В шляпках, накрепко пришпиленных к волосам (Элис, естественно, опять водрузила на голову, точно на насест, своего «дохлого зверька»), женщины активно обменивались мнениями по различным вопросам. (Особый интерес вызывали моральные устои молодого поколения.) Некоторые были заняты игрой в карты, кто-то рассказывал о результатах соревнования по выпечке – такие соревнования время от времени налетали на Пойнсдин подобно буре. Бетти Беньон даже прочла краткую лекцию, сообщив секреты выпечки бисквита высшей пробы. А Сьюзен Севедж объяснила всем, как самостоятельно прочистить засорившуюся внешнюю трубу канализации, если мужа дома не оказалось.
Слова «…если вы готовы хорошенько пролить вашу трубу родниковой водой, то отвратительный запах почти сразу исчезнет» едва успели сорваться с губ Сьюзен, когда дверь вдруг распахнулась настежь, а в дверном проеме возникла неуверенно покачивающаяся фигура. Это был Уилл Беньон, муж Бетти.
У Софи, может, и не хватало светского опыта, но даже она с первого взгляда поняла, что Уилл Беньон слишком долго просидел в пабе.
– Дамы! Которая из вас хотела бы сопроводить меня до дому?
– Уилл… – Карты Бетти рассыпались по полу, сверху упал туз червей. Она неуклюже поднялась на ноги, вид у нее был злобный. – Что это еще за представление?
Он в ее сторону и не глянул.
– Заткнись, женщина!
Дочка Сьюзен, Линда Севедж, сделав вид, что тоже уронила карты – пару мелких треф, – незаметно подхватила туза червей.
Все было сделано на редкость четко и профессионально.
Бетти залилась болезненным румянцем.
– Ступай домой, Уилл Беньон. Мы с тобой позже поговорим.
Но Уилл обратился к заворожено слушавшей их аудитории:
– Ну так что? Я вроде как приятное предложение сделал. Жаль, что она все испортила.
Сьюзен Севедж вскочила.
– Убирайся отсюда!
Элис подобрала рассыпавшиеся карты Бетти.

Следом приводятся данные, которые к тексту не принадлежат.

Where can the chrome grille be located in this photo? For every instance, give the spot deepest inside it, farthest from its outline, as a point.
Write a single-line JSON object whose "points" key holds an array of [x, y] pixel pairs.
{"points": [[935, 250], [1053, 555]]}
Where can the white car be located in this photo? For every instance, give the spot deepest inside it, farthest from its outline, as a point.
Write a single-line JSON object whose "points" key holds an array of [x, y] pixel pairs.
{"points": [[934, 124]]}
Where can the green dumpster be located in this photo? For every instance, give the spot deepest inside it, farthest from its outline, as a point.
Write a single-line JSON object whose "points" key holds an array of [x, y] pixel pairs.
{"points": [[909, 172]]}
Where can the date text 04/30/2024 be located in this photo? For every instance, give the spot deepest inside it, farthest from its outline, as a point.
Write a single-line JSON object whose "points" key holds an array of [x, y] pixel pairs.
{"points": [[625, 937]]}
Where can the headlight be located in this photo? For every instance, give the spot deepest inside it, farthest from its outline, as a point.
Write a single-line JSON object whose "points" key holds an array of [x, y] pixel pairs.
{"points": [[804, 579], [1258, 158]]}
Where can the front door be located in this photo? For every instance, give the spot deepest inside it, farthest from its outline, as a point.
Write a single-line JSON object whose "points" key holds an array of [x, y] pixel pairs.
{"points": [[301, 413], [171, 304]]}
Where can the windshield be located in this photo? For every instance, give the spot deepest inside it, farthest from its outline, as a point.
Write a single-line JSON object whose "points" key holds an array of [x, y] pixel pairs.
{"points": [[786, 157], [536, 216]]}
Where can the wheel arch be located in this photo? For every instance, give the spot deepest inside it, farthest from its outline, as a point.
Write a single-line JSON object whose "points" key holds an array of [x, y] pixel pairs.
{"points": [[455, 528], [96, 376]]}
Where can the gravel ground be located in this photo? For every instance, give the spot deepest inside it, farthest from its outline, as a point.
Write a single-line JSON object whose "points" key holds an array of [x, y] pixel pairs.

– Сюда только женщин пускают, да? – возмутился Уилл. – А мужчинам теперь уж и войти нельзя?
Бетти взяла его за плечи, вытолкнула за дверь, захлопнула ее и вернулась на свое место.
Элис протянула ей карты.
– Ты только что взятку брала, – напомнила она.
Уилл что-то ревел на крыльце, но никто и глазом не моргнул. Игроки внимательно смотрели в карты, вязальщицы вновь застучали спицами, взбодрился и разговор.
Восхитительно, думала Софи. Просто блеск. Фашистам следовало бы дважды подумать, если бы они решили противостоять этой армии решительно настроенных женщин в шляпках, намертво пришпиленных к голове.
Когда собрание закончилось, к Софи подсела Линда Севедж. На ней был зеленый жакет из искусственной замши, облегающий свитер и розовые «велосипедки» до колен. Выглядела она сногсшибательно. Софи ее почти ненавидела.
– Если я услышу еще хоть слово об этом «совершенно воздушном» бисквите, я закричу, – сказала Линда.
– По крайней мере, твоя мать знает, как устранить засор в канализации.
– Это точно.
Они посмотрели друг на друга. Знакомы они, конечно, были давно, но контакта друг с другом никогда не поддерживали.
– Я видела, как ты подменила карту, – сказала Софи.
Нежное – персик с кремом – личико Линды озарила улыбка.
– Как говорится, в любви и на войне все дозволено. А Бетти – просто злобная дура под стать собственному муженьку. – Она коснулась руки Софи. – Я понимаю, ты у нас образованная, шикарная и все такое, но, может, присоединишься к нам в «Черной лошади» сегодня вечерком? Ничего особенного, зато можно поболтать на свободе.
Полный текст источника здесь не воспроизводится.